The Nine Billion Names of God Arthur C. Clarke, 1953. Overhead, without any fuss, the stars were going out.
It's a Good Life Jerome Bixby, 1953. Probably better known from the Twilight Zone episode. Cornfields will never look the same to you again. Everything had to be good. Had to be fine just as it was, even if it wasn't. Always. Because any changes might be worse. So terribly much worse.
The Cold EquationsTom Godwin, 1954. Sometimes criticized because “it’s lousy engineering” to build systems with so little margin for error that the tragic ending is necessary. I've even read that the editor kept sending the story back as the author kept finding ways to save the girl, because the tragedy was what made the story. But since 1954 we've seen a lot of disasters and near-disasters in our actual space program, from Apollo 13 to Challenger. And so I find the story even more credible now than when I first read it. You know you have a limited supply of fuel; you also know the law as well as I do.
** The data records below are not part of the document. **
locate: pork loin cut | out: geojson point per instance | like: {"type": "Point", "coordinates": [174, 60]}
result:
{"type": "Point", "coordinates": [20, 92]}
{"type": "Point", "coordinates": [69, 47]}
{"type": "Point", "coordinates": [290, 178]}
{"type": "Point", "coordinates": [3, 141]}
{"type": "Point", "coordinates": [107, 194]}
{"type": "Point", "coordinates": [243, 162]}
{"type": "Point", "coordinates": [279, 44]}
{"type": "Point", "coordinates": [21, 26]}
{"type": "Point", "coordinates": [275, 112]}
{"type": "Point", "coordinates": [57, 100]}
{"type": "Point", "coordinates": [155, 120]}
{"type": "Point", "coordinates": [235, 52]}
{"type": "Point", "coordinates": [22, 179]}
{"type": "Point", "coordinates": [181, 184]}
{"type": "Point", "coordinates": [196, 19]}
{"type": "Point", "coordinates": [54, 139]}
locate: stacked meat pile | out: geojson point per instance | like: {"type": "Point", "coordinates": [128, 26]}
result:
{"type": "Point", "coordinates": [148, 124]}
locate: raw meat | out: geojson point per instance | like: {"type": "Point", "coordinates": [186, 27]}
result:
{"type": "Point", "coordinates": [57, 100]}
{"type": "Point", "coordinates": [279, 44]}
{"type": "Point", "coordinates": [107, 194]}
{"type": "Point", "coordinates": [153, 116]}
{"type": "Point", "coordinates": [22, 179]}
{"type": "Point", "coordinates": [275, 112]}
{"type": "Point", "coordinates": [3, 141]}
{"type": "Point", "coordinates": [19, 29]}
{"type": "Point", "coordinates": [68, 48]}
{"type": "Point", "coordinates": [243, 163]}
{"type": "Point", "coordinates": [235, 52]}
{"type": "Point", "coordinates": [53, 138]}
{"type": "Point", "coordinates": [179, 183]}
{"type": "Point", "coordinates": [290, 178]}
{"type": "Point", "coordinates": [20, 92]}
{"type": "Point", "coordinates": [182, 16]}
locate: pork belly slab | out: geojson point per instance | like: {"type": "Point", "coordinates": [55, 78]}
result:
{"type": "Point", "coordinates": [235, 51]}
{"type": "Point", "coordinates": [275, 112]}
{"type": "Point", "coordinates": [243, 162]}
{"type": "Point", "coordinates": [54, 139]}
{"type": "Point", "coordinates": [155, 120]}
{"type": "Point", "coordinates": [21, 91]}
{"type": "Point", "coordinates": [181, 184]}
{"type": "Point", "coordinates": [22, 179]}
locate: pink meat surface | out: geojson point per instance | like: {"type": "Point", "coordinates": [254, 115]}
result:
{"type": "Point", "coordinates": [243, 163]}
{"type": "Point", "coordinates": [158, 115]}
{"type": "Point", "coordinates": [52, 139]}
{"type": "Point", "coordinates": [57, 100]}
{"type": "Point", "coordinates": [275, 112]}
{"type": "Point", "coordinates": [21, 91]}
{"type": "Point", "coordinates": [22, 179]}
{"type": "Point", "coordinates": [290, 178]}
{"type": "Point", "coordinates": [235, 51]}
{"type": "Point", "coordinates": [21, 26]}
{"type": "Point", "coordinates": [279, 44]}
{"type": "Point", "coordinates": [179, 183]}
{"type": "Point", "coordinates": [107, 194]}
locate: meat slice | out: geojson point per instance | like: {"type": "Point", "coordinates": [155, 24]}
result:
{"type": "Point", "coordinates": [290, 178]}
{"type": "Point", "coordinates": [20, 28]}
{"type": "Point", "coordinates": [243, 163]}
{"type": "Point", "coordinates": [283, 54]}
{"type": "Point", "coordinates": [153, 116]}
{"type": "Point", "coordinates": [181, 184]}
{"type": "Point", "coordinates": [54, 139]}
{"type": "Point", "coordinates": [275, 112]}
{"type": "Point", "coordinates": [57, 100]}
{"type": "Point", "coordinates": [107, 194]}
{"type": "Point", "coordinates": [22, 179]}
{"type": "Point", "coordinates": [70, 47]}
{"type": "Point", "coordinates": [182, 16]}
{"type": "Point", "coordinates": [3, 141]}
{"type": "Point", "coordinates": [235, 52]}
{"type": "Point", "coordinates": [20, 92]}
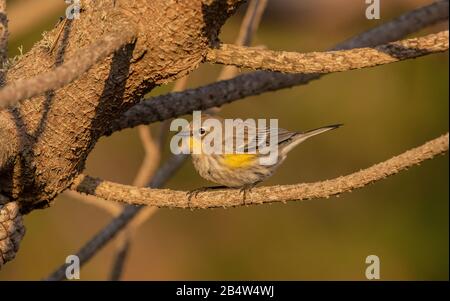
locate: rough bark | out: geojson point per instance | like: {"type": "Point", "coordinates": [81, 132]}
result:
{"type": "Point", "coordinates": [282, 193]}
{"type": "Point", "coordinates": [328, 62]}
{"type": "Point", "coordinates": [45, 140]}
{"type": "Point", "coordinates": [254, 83]}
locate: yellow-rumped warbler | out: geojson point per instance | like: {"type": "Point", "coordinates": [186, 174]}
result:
{"type": "Point", "coordinates": [241, 169]}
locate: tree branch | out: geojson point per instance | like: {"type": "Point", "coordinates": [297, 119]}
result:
{"type": "Point", "coordinates": [4, 34]}
{"type": "Point", "coordinates": [64, 74]}
{"type": "Point", "coordinates": [247, 30]}
{"type": "Point", "coordinates": [216, 94]}
{"type": "Point", "coordinates": [118, 223]}
{"type": "Point", "coordinates": [232, 197]}
{"type": "Point", "coordinates": [328, 62]}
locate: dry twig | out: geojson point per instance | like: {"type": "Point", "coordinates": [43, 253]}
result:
{"type": "Point", "coordinates": [254, 83]}
{"type": "Point", "coordinates": [232, 197]}
{"type": "Point", "coordinates": [328, 62]}
{"type": "Point", "coordinates": [69, 71]}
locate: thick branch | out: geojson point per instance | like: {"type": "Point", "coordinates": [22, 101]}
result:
{"type": "Point", "coordinates": [254, 83]}
{"type": "Point", "coordinates": [232, 197]}
{"type": "Point", "coordinates": [118, 223]}
{"type": "Point", "coordinates": [66, 73]}
{"type": "Point", "coordinates": [328, 62]}
{"type": "Point", "coordinates": [3, 41]}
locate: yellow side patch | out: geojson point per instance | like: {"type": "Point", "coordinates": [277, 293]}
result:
{"type": "Point", "coordinates": [238, 160]}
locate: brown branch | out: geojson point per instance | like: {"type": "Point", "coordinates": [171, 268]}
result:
{"type": "Point", "coordinates": [118, 223]}
{"type": "Point", "coordinates": [4, 34]}
{"type": "Point", "coordinates": [64, 74]}
{"type": "Point", "coordinates": [165, 198]}
{"type": "Point", "coordinates": [247, 30]}
{"type": "Point", "coordinates": [254, 83]}
{"type": "Point", "coordinates": [328, 62]}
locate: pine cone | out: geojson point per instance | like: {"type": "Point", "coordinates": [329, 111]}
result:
{"type": "Point", "coordinates": [12, 231]}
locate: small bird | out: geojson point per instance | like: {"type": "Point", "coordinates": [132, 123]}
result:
{"type": "Point", "coordinates": [241, 170]}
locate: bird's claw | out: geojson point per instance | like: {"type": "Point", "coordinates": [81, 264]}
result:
{"type": "Point", "coordinates": [245, 190]}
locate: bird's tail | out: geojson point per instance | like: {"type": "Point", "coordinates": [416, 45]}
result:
{"type": "Point", "coordinates": [300, 137]}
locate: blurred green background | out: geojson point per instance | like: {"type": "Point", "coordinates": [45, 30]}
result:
{"type": "Point", "coordinates": [386, 110]}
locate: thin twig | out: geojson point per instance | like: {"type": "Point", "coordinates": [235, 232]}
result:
{"type": "Point", "coordinates": [328, 62]}
{"type": "Point", "coordinates": [254, 83]}
{"type": "Point", "coordinates": [118, 223]}
{"type": "Point", "coordinates": [248, 28]}
{"type": "Point", "coordinates": [153, 150]}
{"type": "Point", "coordinates": [4, 35]}
{"type": "Point", "coordinates": [166, 198]}
{"type": "Point", "coordinates": [72, 69]}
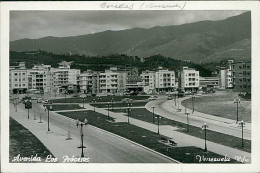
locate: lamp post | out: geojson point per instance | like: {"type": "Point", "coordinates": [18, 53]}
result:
{"type": "Point", "coordinates": [81, 124]}
{"type": "Point", "coordinates": [49, 108]}
{"type": "Point", "coordinates": [192, 99]}
{"type": "Point", "coordinates": [112, 100]}
{"type": "Point", "coordinates": [99, 98]}
{"type": "Point", "coordinates": [237, 101]}
{"type": "Point", "coordinates": [158, 118]}
{"type": "Point", "coordinates": [94, 101]}
{"type": "Point", "coordinates": [108, 110]}
{"type": "Point", "coordinates": [242, 125]}
{"type": "Point", "coordinates": [205, 127]}
{"type": "Point", "coordinates": [83, 100]}
{"type": "Point", "coordinates": [153, 112]}
{"type": "Point", "coordinates": [65, 96]}
{"type": "Point", "coordinates": [188, 124]}
{"type": "Point", "coordinates": [175, 96]}
{"type": "Point", "coordinates": [128, 111]}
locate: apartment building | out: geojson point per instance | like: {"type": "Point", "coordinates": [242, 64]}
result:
{"type": "Point", "coordinates": [64, 77]}
{"type": "Point", "coordinates": [226, 75]}
{"type": "Point", "coordinates": [242, 76]}
{"type": "Point", "coordinates": [39, 77]}
{"type": "Point", "coordinates": [148, 78]}
{"type": "Point", "coordinates": [209, 82]}
{"type": "Point", "coordinates": [164, 80]}
{"type": "Point", "coordinates": [18, 80]}
{"type": "Point", "coordinates": [89, 82]}
{"type": "Point", "coordinates": [112, 81]}
{"type": "Point", "coordinates": [189, 79]}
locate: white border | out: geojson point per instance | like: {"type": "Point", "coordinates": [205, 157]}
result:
{"type": "Point", "coordinates": [253, 6]}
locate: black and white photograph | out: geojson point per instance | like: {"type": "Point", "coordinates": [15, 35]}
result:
{"type": "Point", "coordinates": [118, 85]}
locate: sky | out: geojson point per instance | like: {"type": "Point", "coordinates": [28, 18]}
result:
{"type": "Point", "coordinates": [37, 24]}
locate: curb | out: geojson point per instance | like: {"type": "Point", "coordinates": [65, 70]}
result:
{"type": "Point", "coordinates": [167, 157]}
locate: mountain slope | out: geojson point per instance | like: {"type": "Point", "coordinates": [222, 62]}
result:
{"type": "Point", "coordinates": [200, 41]}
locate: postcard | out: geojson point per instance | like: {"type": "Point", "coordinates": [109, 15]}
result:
{"type": "Point", "coordinates": [130, 86]}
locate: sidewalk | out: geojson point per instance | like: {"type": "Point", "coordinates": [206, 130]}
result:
{"type": "Point", "coordinates": [101, 146]}
{"type": "Point", "coordinates": [180, 138]}
{"type": "Point", "coordinates": [167, 109]}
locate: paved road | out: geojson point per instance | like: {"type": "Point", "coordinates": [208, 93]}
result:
{"type": "Point", "coordinates": [166, 108]}
{"type": "Point", "coordinates": [101, 147]}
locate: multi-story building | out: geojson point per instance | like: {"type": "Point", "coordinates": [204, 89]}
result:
{"type": "Point", "coordinates": [209, 82]}
{"type": "Point", "coordinates": [39, 77]}
{"type": "Point", "coordinates": [89, 82]}
{"type": "Point", "coordinates": [226, 75]}
{"type": "Point", "coordinates": [112, 81]}
{"type": "Point", "coordinates": [64, 77]}
{"type": "Point", "coordinates": [164, 80]}
{"type": "Point", "coordinates": [148, 78]}
{"type": "Point", "coordinates": [242, 76]}
{"type": "Point", "coordinates": [189, 79]}
{"type": "Point", "coordinates": [18, 80]}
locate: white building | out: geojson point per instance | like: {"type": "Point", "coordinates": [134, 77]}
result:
{"type": "Point", "coordinates": [148, 78]}
{"type": "Point", "coordinates": [39, 77]}
{"type": "Point", "coordinates": [112, 81]}
{"type": "Point", "coordinates": [18, 80]}
{"type": "Point", "coordinates": [164, 80]}
{"type": "Point", "coordinates": [226, 75]}
{"type": "Point", "coordinates": [64, 77]}
{"type": "Point", "coordinates": [189, 79]}
{"type": "Point", "coordinates": [89, 82]}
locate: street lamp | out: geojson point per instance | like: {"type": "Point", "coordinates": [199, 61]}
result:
{"type": "Point", "coordinates": [108, 110]}
{"type": "Point", "coordinates": [112, 100]}
{"type": "Point", "coordinates": [175, 96]}
{"type": "Point", "coordinates": [205, 127]}
{"type": "Point", "coordinates": [237, 101]}
{"type": "Point", "coordinates": [188, 124]}
{"type": "Point", "coordinates": [153, 112]}
{"type": "Point", "coordinates": [83, 99]}
{"type": "Point", "coordinates": [49, 107]}
{"type": "Point", "coordinates": [94, 101]}
{"type": "Point", "coordinates": [65, 96]}
{"type": "Point", "coordinates": [99, 98]}
{"type": "Point", "coordinates": [128, 111]}
{"type": "Point", "coordinates": [192, 99]}
{"type": "Point", "coordinates": [242, 125]}
{"type": "Point", "coordinates": [158, 118]}
{"type": "Point", "coordinates": [81, 124]}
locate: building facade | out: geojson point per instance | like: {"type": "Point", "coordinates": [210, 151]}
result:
{"type": "Point", "coordinates": [89, 82]}
{"type": "Point", "coordinates": [148, 79]}
{"type": "Point", "coordinates": [189, 79]}
{"type": "Point", "coordinates": [164, 80]}
{"type": "Point", "coordinates": [242, 76]}
{"type": "Point", "coordinates": [18, 79]}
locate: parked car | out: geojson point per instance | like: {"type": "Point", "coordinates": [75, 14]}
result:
{"type": "Point", "coordinates": [181, 94]}
{"type": "Point", "coordinates": [39, 100]}
{"type": "Point", "coordinates": [152, 98]}
{"type": "Point", "coordinates": [45, 101]}
{"type": "Point", "coordinates": [169, 97]}
{"type": "Point", "coordinates": [125, 100]}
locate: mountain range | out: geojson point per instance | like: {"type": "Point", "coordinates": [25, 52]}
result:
{"type": "Point", "coordinates": [200, 42]}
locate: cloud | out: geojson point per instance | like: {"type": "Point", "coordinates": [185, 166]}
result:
{"type": "Point", "coordinates": [37, 24]}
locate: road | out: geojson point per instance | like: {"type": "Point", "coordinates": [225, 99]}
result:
{"type": "Point", "coordinates": [167, 109]}
{"type": "Point", "coordinates": [101, 147]}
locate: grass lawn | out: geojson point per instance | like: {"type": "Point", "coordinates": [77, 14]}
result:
{"type": "Point", "coordinates": [65, 107]}
{"type": "Point", "coordinates": [23, 142]}
{"type": "Point", "coordinates": [102, 99]}
{"type": "Point", "coordinates": [142, 136]}
{"type": "Point", "coordinates": [134, 104]}
{"type": "Point", "coordinates": [222, 104]}
{"type": "Point", "coordinates": [227, 140]}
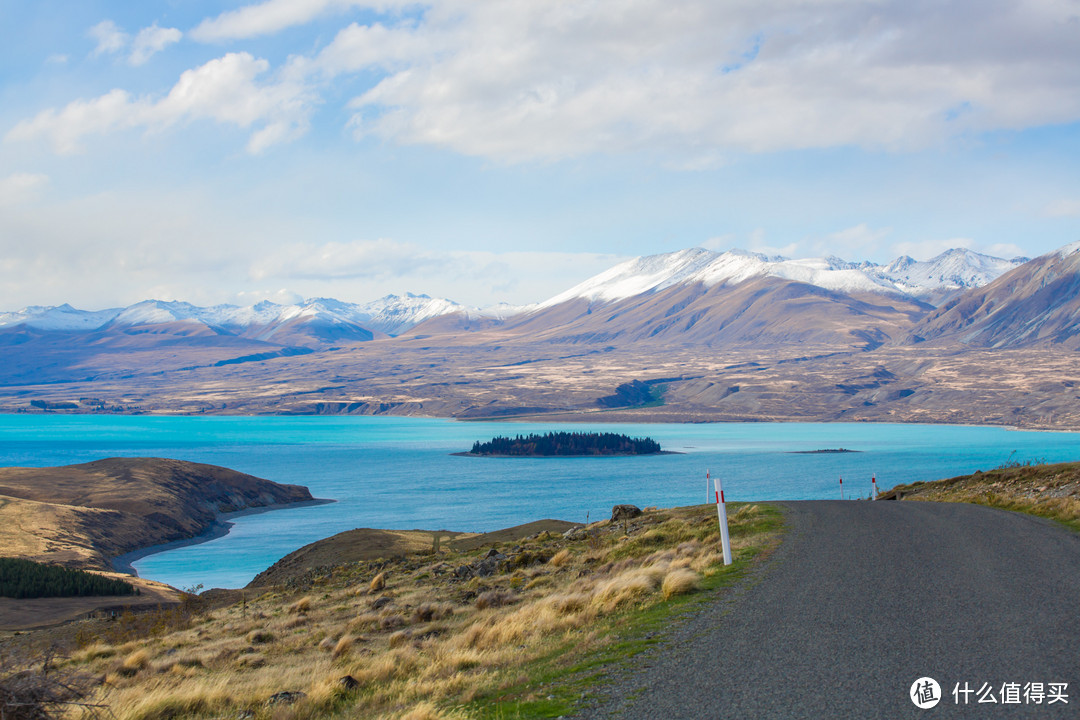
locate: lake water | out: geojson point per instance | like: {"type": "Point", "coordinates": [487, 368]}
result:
{"type": "Point", "coordinates": [397, 473]}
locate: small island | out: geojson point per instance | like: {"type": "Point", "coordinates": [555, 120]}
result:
{"type": "Point", "coordinates": [826, 451]}
{"type": "Point", "coordinates": [563, 445]}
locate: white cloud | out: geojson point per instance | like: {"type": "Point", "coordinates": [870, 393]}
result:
{"type": "Point", "coordinates": [855, 243]}
{"type": "Point", "coordinates": [110, 39]}
{"type": "Point", "coordinates": [21, 188]}
{"type": "Point", "coordinates": [522, 80]}
{"type": "Point", "coordinates": [926, 249]}
{"type": "Point", "coordinates": [226, 90]}
{"type": "Point", "coordinates": [358, 259]}
{"type": "Point", "coordinates": [1063, 208]}
{"type": "Point", "coordinates": [365, 269]}
{"type": "Point", "coordinates": [1007, 250]}
{"type": "Point", "coordinates": [152, 40]}
{"type": "Point", "coordinates": [282, 297]}
{"type": "Point", "coordinates": [690, 83]}
{"type": "Point", "coordinates": [269, 17]}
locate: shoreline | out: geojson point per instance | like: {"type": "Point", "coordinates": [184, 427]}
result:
{"type": "Point", "coordinates": [610, 454]}
{"type": "Point", "coordinates": [219, 528]}
{"type": "Point", "coordinates": [618, 417]}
All Summer in a Day Ray Bradbury, 1954. Picking just one gem from Bradbury’s oeuvre is all but impossible. But this story is the one that’s engraved on my heart. Margot stood apart from them, from these children who could never remember a time when there wasn't rain and rain and rain.
Or All the Seas with Oysters Avram Davidson, 1958. Why are there never any safety pins? Or, the life cycle of the coat hanger.
Harrison Bergeron Kurt Vonnegut, 1961. He tried to think a little about the ballerinas. They weren't really very good-no better than anybody else would have been, anyway. They were burdened with sashweights and bags of birdshot, and their faces were masked, so that no one, seeing a free and graceful gesture or a pretty face, would feel like something the cat drug in. The quest for equality leads to the bed of Procrustes.
The Ballad of Lost C'Mell Cordwainer Smith (aka Paul Linebarger), 1962. There’s no way I’m going to do a “Best 10” collection without one of Cordwainer Smith’s Instrumentality stories. I was torn between this one and “When the People Fell.”
She got the which of the what-she-did,
Hid the bell with a blot, she did,
But she fell in love with a hominid.
Where is the which of the what-she-did?